My question is about this: https://metacpan.org/pod/Crypt::OpenSSL::RSA

If there described method verify() fails, I do error handling like this:

my $rsa_pub = Crypt::OpenSSL::RSA->new_public_key($x509PubKey);
logm("exception: my err msg...") unless $rsa_pub->verify($text, $signature);

But is it possible get exact reason why verification failed?

I'm not sure that getting "the exact reason why verification failed" makes sense as a question. To verify a signature you specify:

  • the signature algorithm
  • the padding algorithm
  • the hashing function

Ultimately the signature is just a number that was computed by padding the the plaintext input, hashing the resulting bytes and performing a mathematical calculation using the private key.

Verifying the signature involves taking the plaintext, padding it, hashing it, and performing a mathematical calculation using the public key to produce another number which is then compared to the number from the signature (using modulo arthimetic?). If the numbers are the same then the signature is valid if they're different, it's not.

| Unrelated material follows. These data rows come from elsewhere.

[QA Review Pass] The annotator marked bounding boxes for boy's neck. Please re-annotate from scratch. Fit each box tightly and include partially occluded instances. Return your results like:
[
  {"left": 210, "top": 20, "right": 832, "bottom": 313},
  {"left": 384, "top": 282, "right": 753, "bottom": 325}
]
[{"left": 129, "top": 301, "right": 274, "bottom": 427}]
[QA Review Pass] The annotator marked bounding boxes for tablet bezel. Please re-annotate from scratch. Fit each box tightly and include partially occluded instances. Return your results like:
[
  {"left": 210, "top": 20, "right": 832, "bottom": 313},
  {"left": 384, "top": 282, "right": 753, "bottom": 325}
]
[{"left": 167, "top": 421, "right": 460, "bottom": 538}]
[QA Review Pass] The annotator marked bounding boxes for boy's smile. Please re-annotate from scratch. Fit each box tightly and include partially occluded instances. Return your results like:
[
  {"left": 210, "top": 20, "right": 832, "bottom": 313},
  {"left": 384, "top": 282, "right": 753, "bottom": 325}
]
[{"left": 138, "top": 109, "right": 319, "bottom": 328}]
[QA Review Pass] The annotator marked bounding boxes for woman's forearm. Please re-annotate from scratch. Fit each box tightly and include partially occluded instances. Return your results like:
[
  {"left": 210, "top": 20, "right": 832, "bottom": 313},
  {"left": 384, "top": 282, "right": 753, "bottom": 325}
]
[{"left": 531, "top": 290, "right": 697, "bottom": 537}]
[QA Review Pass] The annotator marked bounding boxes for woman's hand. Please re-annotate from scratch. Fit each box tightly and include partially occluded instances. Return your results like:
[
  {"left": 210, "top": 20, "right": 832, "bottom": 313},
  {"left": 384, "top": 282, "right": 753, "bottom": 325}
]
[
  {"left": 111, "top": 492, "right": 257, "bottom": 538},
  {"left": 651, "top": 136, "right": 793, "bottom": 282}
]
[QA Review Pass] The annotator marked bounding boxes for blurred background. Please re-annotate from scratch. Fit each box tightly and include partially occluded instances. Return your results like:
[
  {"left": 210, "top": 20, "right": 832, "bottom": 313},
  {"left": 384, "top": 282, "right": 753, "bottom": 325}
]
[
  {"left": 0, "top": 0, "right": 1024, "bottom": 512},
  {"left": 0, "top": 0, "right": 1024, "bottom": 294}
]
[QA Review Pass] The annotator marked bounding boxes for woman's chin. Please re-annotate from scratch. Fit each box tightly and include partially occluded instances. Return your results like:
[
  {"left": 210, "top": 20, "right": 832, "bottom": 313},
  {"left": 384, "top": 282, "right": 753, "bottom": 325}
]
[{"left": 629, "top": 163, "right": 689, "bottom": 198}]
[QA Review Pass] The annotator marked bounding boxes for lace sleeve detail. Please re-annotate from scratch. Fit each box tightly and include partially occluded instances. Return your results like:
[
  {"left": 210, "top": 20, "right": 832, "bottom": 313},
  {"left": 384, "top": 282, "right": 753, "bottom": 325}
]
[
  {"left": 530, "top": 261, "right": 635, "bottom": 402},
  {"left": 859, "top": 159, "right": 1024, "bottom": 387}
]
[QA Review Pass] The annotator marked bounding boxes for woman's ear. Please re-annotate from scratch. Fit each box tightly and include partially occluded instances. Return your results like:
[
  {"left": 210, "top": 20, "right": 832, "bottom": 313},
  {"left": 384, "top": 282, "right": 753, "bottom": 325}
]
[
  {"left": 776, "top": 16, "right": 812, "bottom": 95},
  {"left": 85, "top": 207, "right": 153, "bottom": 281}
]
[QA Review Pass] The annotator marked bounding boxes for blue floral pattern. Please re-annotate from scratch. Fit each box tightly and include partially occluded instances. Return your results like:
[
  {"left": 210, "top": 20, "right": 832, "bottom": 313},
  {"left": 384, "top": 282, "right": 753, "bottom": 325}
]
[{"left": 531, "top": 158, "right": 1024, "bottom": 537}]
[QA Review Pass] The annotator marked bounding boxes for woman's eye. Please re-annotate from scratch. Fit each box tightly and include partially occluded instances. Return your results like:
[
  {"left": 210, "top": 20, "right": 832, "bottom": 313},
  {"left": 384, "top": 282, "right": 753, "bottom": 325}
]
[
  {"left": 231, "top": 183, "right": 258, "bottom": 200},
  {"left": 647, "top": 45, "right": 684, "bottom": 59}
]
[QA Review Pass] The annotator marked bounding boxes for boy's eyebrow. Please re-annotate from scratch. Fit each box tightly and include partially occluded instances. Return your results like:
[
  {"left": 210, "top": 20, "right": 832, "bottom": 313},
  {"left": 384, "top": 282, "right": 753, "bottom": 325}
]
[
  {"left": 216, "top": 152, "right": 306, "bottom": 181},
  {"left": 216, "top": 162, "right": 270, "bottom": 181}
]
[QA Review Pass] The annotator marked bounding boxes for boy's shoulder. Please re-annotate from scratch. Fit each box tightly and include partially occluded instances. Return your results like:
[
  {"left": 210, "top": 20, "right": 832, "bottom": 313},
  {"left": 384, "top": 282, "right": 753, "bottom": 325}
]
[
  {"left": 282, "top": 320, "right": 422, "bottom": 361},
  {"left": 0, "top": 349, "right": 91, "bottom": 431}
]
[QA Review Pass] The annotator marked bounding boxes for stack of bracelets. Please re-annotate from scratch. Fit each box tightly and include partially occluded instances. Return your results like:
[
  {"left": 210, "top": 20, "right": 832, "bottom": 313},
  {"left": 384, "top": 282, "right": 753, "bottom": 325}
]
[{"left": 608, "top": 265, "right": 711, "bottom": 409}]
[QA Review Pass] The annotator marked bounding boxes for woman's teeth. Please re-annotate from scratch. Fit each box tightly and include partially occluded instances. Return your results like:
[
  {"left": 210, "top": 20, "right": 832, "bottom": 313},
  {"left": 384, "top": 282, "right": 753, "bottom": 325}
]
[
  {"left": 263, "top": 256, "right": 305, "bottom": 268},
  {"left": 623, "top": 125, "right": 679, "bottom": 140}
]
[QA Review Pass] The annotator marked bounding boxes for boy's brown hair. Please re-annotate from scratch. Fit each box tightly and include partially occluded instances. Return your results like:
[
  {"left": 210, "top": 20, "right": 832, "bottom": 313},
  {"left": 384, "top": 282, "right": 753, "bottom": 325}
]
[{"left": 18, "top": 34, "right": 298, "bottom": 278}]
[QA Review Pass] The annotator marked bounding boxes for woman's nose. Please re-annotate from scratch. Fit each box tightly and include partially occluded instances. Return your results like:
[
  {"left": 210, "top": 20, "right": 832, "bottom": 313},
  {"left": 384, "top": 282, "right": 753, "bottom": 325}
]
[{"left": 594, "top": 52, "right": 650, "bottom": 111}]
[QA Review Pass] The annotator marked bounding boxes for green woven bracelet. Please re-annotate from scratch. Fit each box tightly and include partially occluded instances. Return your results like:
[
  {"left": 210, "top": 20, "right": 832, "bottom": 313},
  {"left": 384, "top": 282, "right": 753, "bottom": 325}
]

All of which is a roundabout way of saying if the verify method returns false then assuming you're using the correct public key, one of these things must be different:

  • the plaintext
  • the signature algorithm
  • the padding algorithm
  • the hashing function

But there's really no way of knowing which. It's like saying "I'm trying to multiply two numbers to get 42, but I don't get 42, which of the numbers is wrong?".

Here are a couple of signature verification functions for common combinations of algorithms (which I wrote for Authen::NZRealMe::XMLSig ):

sub _verify_signature_rsa_sha1 {
    my($self, $plaintext, $bin_sig) = @_;
    my $rsa_pub_key = Crypt::OpenSSL::RSA->new_public_key($self->pub_key_text);
    $rsa_pub_key->use_pkcs1_padding();
    $rsa_pub_key->use_sha1_hash();
    return $rsa_pub_key->verify($plaintext, $bin_sig);
}


sub _verify_signature_rsa_sha256 {
    my($self, $plaintext, $bin_sig) = @_;
    my $rsa_pub_key = Crypt::OpenSSL::RSA->new_public_key($self->pub_key_text);
    $rsa_pub_key->use_pkcs1_oaep_padding();
    $rsa_pub_key->use_sha256_hash();
    return $rsa_pub_key->verify($plaintext, $bin_sig);
}

The context for the above code is signed sections of XML documents, which has the added complexity of needing to use the right canonicalization and encoding and also the signature data is Base64 encoded so needs to be decoded into bytes first.

The information about which padding and hashing algorithms to use should be available from the spec for the source data you're working with, but if not I guess you could try random combinations.